Councils employ a significant number of aged care and disability care staff and ALGA is pleased this cohort has already been identified by the Morrison Government as being eligible to be first in line to get the vaccines – along with health care workers, first responders, aged care residents, and other seniors.
ALGA has written to Federal Health Minister Greg Hunt asking for his support to include essential frontline workers in local government among the groups getting the vaccine first.
With the logistical details of the vaccination program still being finalised, ALGA President Linda Scott said other frontline council workers need to be defined as priority groups.
Speaking ahead of Friday’s National Cabinet meeting, Cr Scott said: “These are workers who have significant daily contact with members of the public.
“People such as waste services staff, building and compliance officers, rangers, and food and environmental health workers.
“To protect them – and the many people they engage with each day – they should be classified as being eligible for priority vaccine access.”

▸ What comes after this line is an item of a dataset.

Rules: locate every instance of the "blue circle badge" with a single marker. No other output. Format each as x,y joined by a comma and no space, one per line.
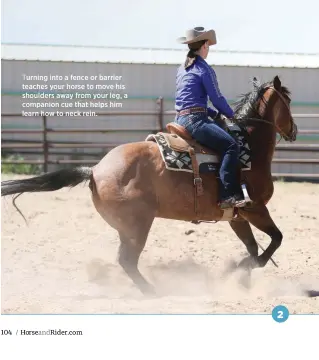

Councils also employ customer service staff to provide essential services to residents and ratepayers – many of whom are elderly or vulnerable – and Cr Scott says these individuals should also be considered for early access to the vaccine.
Cr Scott said: “Local government has played a significant role in ensuring businesses and public spaces operate in a Covid-safe way in the past 12 months.
“Councils have kept in touch with vulnerable people in isolation, delivered meals and library books, and worked in countless ways to keep our communities as safe as possible.”
Local government has cooperated closely with state and territory governments to support the implementation of Covid response measures and recovery – and the sector is ready to play its part in the vaccine rollout.
“Councils will help promote the program and educate local communities about efficacy and safety of the vaccine,” Cr Scott said.
“We can provide spaces suitable for mass vaccinations with waiting areas that allow for physical distancing. All these will be factors in ensuring the highest possible immunisation rate.
“It makes good sense to protect the frontline personnel helping direct these efforts,” Cr Scott said.
She added that any discussion by the National Cabinet of regional or rural locations for Covid quarantine facilities needs to consider the local government perspective.
“To open new facilities with minimal public consultation risks compromising the integrity of the quarantine program as well as potentially spreading Covid-19 to local communities.
“Quarantine camps in regional areas will have a direct effect on local government.
“These impacts would be better understood and appreciated if local government was represented in National Cabinet.”
Cr Scott said councils are prepared to work closely with the states and Commonwealth to ensure the quarantine load is shared equally, and the best way to do this is through National Cabinet with local government represented at the table.